Sabalenka, who is bidding to win her third WTA title in a row, took control of the semi-final encounter during the early stages with the help of her powerful shot-making. Best illustrated by her 22 winners compared to just eight unforced errors. A stark contrast to Sakkari’s tally of 12 and 21. Sabalenka was also supreme behind her first serve where she won 83% of the points.

I like to play against her,” Sabalenka said of Sakkari. “I think I’m just putting pressure on her every match we’re playing, and it’s helped me win all those matches.”

A clinical start to the match saw the Belarusian race to a 5-1 lead before Sakkari managed to gain any momentum herself. The Greek retrieved one of the breaks to close the gap to 5-3 but it was too little too late as Sabalenka served the set out with relative ease.

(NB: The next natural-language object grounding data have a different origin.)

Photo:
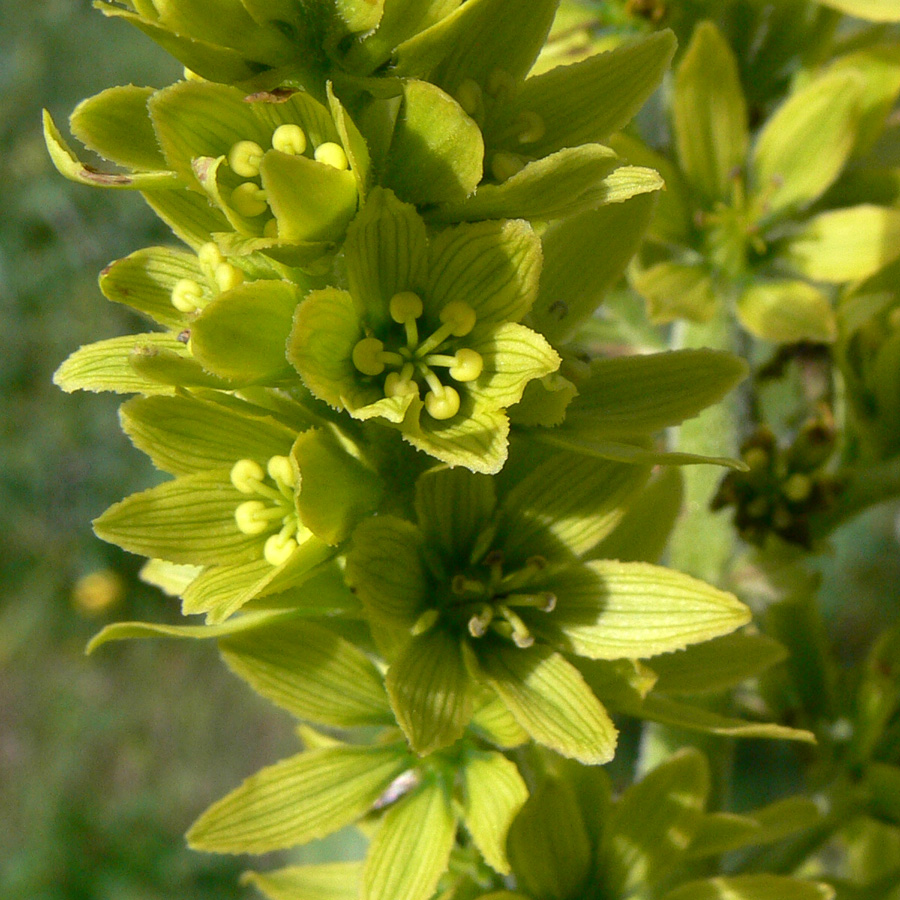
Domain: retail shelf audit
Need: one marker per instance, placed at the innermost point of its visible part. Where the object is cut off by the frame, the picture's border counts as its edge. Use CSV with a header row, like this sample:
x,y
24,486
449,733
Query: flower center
x,y
273,512
492,601
249,198
411,364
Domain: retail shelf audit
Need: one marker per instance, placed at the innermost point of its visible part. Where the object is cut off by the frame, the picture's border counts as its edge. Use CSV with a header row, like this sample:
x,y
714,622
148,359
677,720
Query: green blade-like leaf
x,y
613,610
325,881
653,824
184,434
311,672
493,793
188,520
307,796
846,244
752,887
411,849
716,665
430,691
551,700
787,311
548,843
710,113
630,395
805,144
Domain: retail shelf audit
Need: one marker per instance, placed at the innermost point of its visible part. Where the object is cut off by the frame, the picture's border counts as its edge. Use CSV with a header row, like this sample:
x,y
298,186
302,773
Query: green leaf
x,y
184,434
128,631
70,166
116,124
105,366
325,881
551,700
716,665
846,244
430,691
751,887
587,101
474,41
566,505
311,672
384,568
653,823
386,253
710,113
311,201
631,395
805,144
411,848
145,281
188,520
562,184
495,266
243,333
584,256
453,506
643,532
614,610
787,311
493,792
674,291
548,843
307,796
437,151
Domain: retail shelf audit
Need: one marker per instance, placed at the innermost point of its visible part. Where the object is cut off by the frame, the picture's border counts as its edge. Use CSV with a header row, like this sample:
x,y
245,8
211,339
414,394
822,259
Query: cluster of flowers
x,y
397,475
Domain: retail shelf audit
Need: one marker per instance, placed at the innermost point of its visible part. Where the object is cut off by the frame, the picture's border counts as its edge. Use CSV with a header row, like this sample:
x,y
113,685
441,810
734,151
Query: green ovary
x,y
273,512
412,365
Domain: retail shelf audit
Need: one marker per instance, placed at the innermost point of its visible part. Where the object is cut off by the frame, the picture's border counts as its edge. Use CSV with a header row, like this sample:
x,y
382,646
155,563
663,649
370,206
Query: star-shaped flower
x,y
427,337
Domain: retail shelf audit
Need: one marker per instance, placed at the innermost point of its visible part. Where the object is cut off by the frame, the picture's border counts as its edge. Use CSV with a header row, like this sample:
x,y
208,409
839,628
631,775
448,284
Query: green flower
x,y
427,338
235,511
488,592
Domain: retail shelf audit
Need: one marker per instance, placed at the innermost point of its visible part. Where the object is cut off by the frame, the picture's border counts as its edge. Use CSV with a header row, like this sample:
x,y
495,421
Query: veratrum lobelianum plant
x,y
418,505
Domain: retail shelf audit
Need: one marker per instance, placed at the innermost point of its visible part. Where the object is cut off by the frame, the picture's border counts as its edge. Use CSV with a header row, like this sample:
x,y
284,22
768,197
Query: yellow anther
x,y
469,365
531,126
367,356
246,475
249,200
244,158
332,154
281,471
797,488
278,549
187,295
251,517
504,165
405,306
459,316
228,276
290,139
443,404
468,95
395,385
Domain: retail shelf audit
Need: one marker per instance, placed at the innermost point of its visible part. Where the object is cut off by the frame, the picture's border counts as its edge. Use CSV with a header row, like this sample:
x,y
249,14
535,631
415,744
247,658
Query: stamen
x,y
247,475
244,158
367,356
290,139
249,200
332,154
531,127
505,164
187,295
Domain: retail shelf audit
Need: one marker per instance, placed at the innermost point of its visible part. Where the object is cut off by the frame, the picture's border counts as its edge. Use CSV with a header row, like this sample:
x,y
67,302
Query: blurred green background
x,y
105,761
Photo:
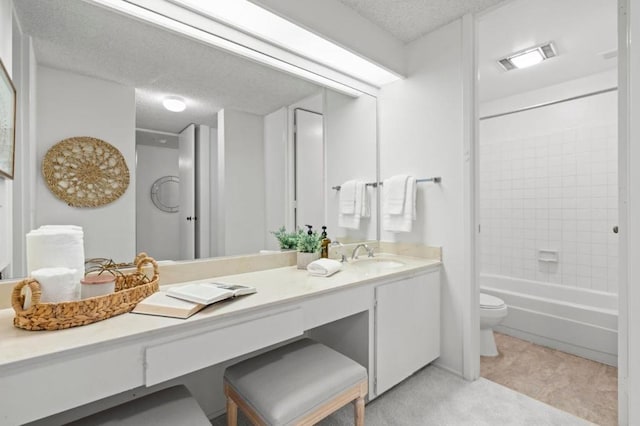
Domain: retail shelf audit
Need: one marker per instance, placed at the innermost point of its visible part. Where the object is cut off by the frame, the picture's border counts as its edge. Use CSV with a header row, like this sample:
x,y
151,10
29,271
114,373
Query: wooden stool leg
x,y
358,411
232,408
232,412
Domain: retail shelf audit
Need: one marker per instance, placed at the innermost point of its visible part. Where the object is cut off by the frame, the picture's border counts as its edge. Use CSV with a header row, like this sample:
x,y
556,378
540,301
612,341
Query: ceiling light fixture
x,y
174,103
528,57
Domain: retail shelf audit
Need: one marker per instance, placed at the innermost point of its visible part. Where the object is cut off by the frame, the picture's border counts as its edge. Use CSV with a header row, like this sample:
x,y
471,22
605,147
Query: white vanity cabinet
x,y
407,327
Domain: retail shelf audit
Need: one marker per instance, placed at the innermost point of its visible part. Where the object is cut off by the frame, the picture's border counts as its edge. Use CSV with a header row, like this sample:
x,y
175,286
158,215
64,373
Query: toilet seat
x,y
488,301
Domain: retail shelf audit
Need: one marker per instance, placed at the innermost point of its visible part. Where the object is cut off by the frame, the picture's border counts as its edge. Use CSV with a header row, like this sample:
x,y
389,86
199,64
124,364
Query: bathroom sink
x,y
378,263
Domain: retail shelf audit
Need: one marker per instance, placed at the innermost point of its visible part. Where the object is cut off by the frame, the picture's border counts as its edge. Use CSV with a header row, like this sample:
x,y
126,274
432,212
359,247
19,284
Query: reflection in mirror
x,y
165,194
101,74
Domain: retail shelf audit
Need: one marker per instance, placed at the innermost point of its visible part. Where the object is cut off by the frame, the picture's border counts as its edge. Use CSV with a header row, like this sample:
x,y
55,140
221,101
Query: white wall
x,y
421,133
6,7
241,192
156,231
351,132
25,169
275,163
548,180
73,105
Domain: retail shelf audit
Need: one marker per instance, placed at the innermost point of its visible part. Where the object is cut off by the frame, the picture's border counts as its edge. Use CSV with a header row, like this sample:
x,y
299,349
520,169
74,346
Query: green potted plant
x,y
309,244
287,240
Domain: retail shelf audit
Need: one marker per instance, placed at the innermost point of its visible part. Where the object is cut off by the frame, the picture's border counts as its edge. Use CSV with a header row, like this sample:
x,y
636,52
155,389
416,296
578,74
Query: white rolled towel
x,y
54,246
57,284
324,267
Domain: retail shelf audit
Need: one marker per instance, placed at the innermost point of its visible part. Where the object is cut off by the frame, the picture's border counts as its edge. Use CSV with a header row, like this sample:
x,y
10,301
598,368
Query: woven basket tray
x,y
130,289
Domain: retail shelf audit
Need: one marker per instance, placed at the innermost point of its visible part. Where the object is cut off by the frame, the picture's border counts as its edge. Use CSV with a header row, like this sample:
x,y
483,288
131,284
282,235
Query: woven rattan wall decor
x,y
85,172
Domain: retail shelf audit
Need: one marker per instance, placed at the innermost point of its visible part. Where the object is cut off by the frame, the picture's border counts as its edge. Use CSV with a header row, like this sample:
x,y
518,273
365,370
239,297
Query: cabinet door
x,y
407,328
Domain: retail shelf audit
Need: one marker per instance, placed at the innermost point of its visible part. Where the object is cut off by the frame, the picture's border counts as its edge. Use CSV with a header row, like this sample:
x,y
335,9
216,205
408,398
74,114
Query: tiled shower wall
x,y
548,181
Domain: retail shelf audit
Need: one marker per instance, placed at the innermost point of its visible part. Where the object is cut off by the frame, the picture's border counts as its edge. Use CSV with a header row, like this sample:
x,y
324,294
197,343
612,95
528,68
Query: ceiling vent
x,y
528,57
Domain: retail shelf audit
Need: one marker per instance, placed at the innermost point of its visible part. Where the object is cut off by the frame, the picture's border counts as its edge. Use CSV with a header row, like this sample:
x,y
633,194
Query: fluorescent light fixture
x,y
259,22
146,15
528,57
174,104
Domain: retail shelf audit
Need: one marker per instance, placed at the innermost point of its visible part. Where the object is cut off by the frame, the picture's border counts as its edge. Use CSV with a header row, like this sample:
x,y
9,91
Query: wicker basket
x,y
130,289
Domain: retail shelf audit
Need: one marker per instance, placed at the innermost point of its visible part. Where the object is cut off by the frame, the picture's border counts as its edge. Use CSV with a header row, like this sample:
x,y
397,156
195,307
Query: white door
x,y
186,172
407,328
309,169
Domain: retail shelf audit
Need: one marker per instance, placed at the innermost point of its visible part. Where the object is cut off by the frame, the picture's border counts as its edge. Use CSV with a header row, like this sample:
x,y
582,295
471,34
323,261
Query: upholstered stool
x,y
300,383
167,407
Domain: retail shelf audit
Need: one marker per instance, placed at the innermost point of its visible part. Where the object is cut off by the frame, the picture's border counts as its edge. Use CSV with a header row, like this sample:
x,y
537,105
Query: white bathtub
x,y
574,320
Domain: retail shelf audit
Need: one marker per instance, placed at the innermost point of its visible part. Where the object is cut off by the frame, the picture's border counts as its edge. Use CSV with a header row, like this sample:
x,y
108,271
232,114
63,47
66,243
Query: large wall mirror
x,y
102,74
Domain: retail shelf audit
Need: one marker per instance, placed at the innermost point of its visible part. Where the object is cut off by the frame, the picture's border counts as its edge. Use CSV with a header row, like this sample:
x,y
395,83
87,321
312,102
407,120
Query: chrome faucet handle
x,y
354,254
334,243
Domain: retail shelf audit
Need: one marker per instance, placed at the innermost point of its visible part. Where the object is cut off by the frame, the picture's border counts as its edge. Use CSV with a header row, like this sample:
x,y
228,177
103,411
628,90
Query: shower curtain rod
x,y
559,101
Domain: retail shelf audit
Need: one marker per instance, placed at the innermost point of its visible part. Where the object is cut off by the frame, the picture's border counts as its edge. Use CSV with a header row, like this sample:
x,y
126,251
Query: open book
x,y
184,301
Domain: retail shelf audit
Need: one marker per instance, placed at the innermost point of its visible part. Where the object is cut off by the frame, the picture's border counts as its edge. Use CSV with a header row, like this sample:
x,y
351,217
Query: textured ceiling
x,y
581,30
407,20
86,39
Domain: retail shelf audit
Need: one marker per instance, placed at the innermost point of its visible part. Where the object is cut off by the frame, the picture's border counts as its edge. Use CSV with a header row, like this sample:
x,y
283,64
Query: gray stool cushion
x,y
168,407
285,384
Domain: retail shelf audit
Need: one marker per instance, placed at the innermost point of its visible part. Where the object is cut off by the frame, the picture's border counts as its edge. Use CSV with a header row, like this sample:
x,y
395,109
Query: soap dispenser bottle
x,y
324,243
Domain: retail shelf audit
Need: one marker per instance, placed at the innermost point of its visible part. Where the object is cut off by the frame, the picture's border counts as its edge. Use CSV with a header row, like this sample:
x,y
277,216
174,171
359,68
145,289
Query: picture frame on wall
x,y
7,124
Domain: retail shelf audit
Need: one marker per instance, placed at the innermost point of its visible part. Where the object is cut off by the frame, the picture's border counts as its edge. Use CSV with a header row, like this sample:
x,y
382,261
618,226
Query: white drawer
x,y
181,356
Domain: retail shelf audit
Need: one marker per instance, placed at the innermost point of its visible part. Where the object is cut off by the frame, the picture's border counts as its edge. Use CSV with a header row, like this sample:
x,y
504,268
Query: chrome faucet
x,y
343,258
354,255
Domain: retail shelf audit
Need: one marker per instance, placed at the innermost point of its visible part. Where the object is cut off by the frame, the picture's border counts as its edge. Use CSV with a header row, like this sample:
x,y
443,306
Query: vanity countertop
x,y
275,286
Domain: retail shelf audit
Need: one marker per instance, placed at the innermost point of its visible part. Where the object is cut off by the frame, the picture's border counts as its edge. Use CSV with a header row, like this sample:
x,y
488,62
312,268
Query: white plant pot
x,y
305,259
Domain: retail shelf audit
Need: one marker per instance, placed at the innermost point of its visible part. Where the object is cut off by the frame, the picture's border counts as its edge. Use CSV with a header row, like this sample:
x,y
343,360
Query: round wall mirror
x,y
165,194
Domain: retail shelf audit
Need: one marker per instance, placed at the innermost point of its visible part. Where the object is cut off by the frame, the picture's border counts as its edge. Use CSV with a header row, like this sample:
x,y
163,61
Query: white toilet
x,y
492,311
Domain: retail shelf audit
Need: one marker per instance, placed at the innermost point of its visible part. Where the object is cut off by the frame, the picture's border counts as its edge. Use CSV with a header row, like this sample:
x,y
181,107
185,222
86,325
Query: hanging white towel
x,y
56,284
396,187
400,222
348,197
360,207
366,202
56,246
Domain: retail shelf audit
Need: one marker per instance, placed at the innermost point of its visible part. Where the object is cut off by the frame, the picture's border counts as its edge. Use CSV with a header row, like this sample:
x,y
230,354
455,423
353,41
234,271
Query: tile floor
x,y
585,388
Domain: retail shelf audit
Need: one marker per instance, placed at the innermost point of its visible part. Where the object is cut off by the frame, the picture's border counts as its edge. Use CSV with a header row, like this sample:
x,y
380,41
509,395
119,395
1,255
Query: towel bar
x,y
436,179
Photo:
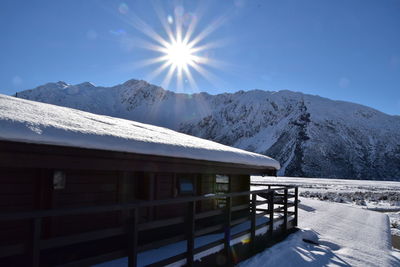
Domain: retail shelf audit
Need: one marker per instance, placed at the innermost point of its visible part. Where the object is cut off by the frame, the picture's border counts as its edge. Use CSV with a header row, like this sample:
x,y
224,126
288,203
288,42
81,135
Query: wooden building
x,y
66,174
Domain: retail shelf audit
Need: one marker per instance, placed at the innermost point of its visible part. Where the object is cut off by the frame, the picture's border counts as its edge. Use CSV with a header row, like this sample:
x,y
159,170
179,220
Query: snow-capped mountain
x,y
311,136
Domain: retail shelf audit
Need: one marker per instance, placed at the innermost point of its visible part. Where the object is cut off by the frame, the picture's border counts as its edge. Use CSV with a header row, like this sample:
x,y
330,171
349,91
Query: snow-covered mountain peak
x,y
310,135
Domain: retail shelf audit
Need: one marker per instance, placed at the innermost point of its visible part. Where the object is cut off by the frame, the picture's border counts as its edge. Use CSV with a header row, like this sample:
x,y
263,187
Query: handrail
x,y
127,206
36,244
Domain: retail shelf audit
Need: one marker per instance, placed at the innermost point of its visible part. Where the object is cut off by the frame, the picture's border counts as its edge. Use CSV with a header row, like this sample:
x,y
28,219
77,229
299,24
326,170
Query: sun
x,y
180,55
182,50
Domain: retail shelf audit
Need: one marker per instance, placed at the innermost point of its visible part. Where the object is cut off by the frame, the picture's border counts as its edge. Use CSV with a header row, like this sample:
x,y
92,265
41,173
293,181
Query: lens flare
x,y
181,49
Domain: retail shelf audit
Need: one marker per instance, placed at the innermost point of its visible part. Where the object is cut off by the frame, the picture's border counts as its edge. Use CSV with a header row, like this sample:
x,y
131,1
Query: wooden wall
x,y
17,193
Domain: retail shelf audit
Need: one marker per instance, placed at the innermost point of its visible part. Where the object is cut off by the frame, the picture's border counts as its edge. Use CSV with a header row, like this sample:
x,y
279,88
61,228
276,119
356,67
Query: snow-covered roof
x,y
34,122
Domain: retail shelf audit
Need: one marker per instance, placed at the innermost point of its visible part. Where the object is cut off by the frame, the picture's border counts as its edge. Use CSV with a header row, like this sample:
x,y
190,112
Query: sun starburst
x,y
181,51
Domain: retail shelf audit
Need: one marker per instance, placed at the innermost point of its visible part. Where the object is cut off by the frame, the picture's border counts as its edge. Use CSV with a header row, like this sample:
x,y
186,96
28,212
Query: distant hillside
x,y
311,136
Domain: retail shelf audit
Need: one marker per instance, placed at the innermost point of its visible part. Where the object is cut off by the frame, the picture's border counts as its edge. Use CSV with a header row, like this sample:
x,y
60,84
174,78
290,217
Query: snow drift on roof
x,y
34,122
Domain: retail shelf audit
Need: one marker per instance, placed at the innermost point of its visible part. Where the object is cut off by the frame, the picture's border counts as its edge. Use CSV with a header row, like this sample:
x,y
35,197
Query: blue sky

The second frame promised to be more of a close encounter early on with Sakkari producing the tennis which shows why she is ranked just outside of the world’s top 20. However, the problem for her was that she struggled to find a way to cope with Sabalenka’s sheer power. Level at 2-2, the world No.10 broke once again as Sakkari let out a burst of frustration. From then on it was a foregone conclusion as Sabalenka won four games in a row to seal victory in just under an hour.

Since her loss at the French Open, the 22-year-old has won 14 matches in a row. At the end of 2020 she claimed titles in Ostrava and Linz. Meanwhile, this week Sabalenka has also previously beaten Polona Hercog, Ajla Tomljanovic, Ons Jabeur and Elena Rybakina.

“I think I’ve put my focus in the right space,” she said. “I’m focusing on the right things, which helps me not think about all of these wins, and so it helps me to keep winning. I need to keep concentrating on my game and my movement on the court, and trying to do everything I can in the moment.

Should Sabalenka go on to win the Abu Dhabi title she will rise to a ranking high of seventh in the world. Awaiting her in the final will be either Veronika Kudermetova or Marta Kostyuka.

“I’m really looking forward to this final,” Sabalenka said.
“I’m just focusing on the right things. This helps me to, first of all, not think about all these wins, and secondly, to keep winning.”